Particularly in the Arctic, sea ice complicates navigating shipping channels and impacts the safety of naval submarines. Furthermore, diminishing ice—a consequence of climate change—can impact the lives of people living in the region.
To support these industries and people, researchers use satellites, aircraft, and ships to collect data on sea ice, such as how far it extends, its thickness, and its brightness. From this data, scientists then develop computer models to forecast the spread and thickness of the ice, providing insight into how sea ice interacts with Earth’s climate.
With funding from the Department of Energy, a Los Alamos National Laboratory team developed a software package known as CICE that calculates the complex physics of sea ice, such as how it freezes, melts, and moves across the ocean’s surface, and how it is influenced by external forces such as the ocean’s currents and winds. Research and forecasting organizations in more than 20 countries have incorporated CICE into their work. The software program is managed by the CICE Consortium, an international group of institutions formed to maintain and develop CICE in the public domain.
By ingesting observed data, CICE is able to accurately predict near-term sea ice conditions, which is a useful tool for those who operate in the region. For example, the U.S. Navy uses CICE to produce predictions of the ice after it is linked with other ocean and atmospheric computer models, and then submits those predictions to the National Oceanic and Atmospheric Administration and the U.S. National Ice Center to be distributed as part of their environmental forecast products.

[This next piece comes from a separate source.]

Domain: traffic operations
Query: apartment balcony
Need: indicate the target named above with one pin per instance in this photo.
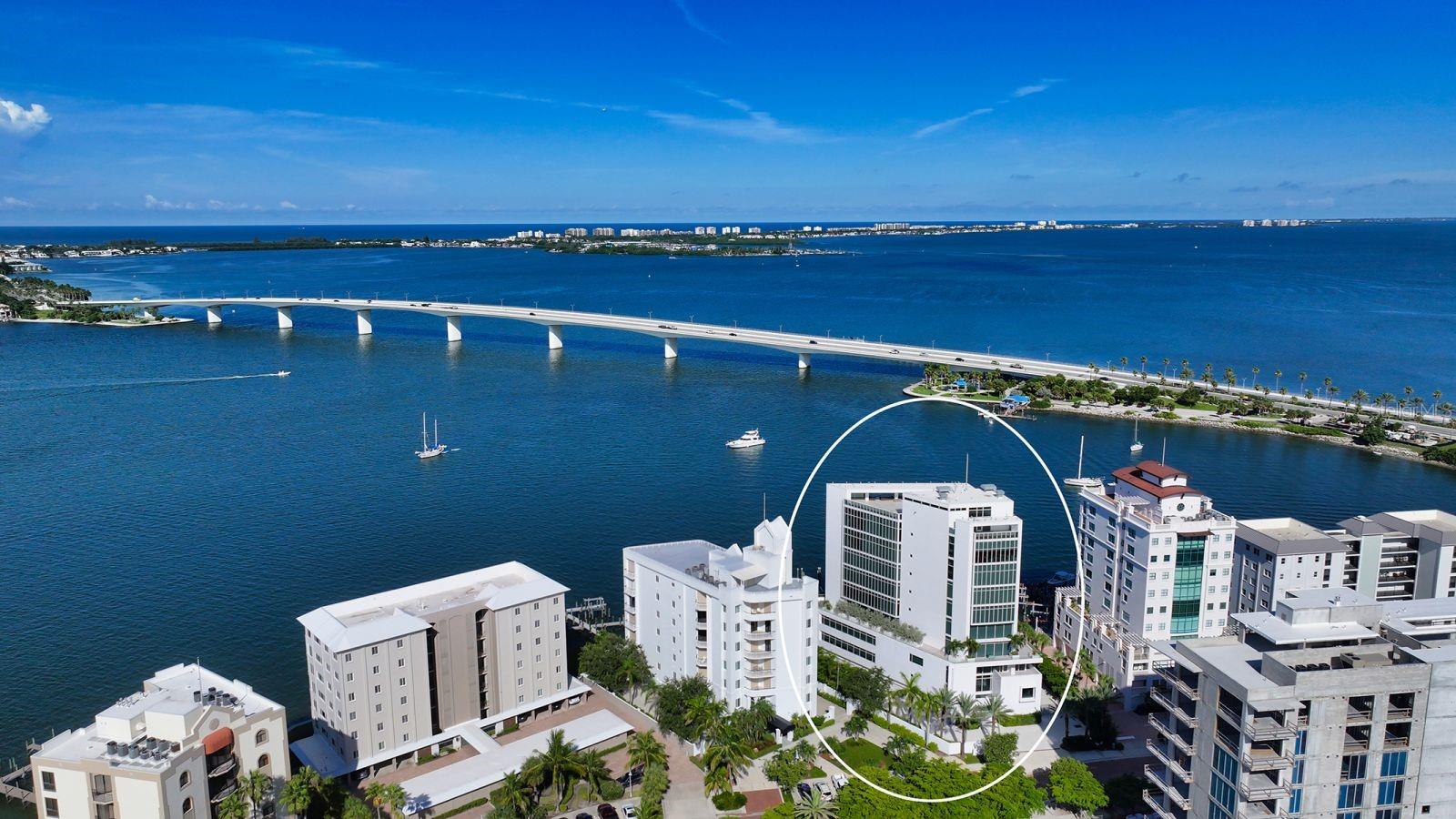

While monitoring sea ice supports various activities and industries around the poles, the software is also helping scientists around the world to better understand how sea ice influences climate. CICE can model the complex interactions between sea ice, the atmosphere, and the ocean, which are needed to create accurate projections of what the earth system might do over periods of hundreds of years.
For example, changes in the amount of sea ice can alter the global “conveyor belt” of heat. When sea ice forms, most of the salt from the freezing seawater drains into the ocean below. Now denser from all that salt, the water below the ice sinks deeper into the ocean and migrates toward the equator while warmer, equatorial waters circulate into the polar regions. The relatively fresh ice moves to other locations, and as it melts it suppresses the ocean’s circulation by capping the ocean with a lightweight layer of fresher meltwater.
CICE has also provided insight into how disappearing sea ice influences the northern hemisphere polar vortex, causing its dynamics to change. This is happening because as the sea ice cover retreats, the ocean warms more from solar energy, which in turn warms the entire region. That decreases the temperature difference between the warm tropics and the cooler Arctic, which is what has historically confined the polar vortex dynamics to higher latitude regions. Slower, more meandering jet streams and massive intrusions of cold air into mid latitudes, along with intrusions of warmer air into the Arctic region, further destabilizes the ice.
By using CICE to study how sea ice grows and melts, moves, and interacts with global climate patterns, scientists can better understand how sea ice helps modulate the global climate—and, in doing so, gives them the tools to plan and adapt accordingly.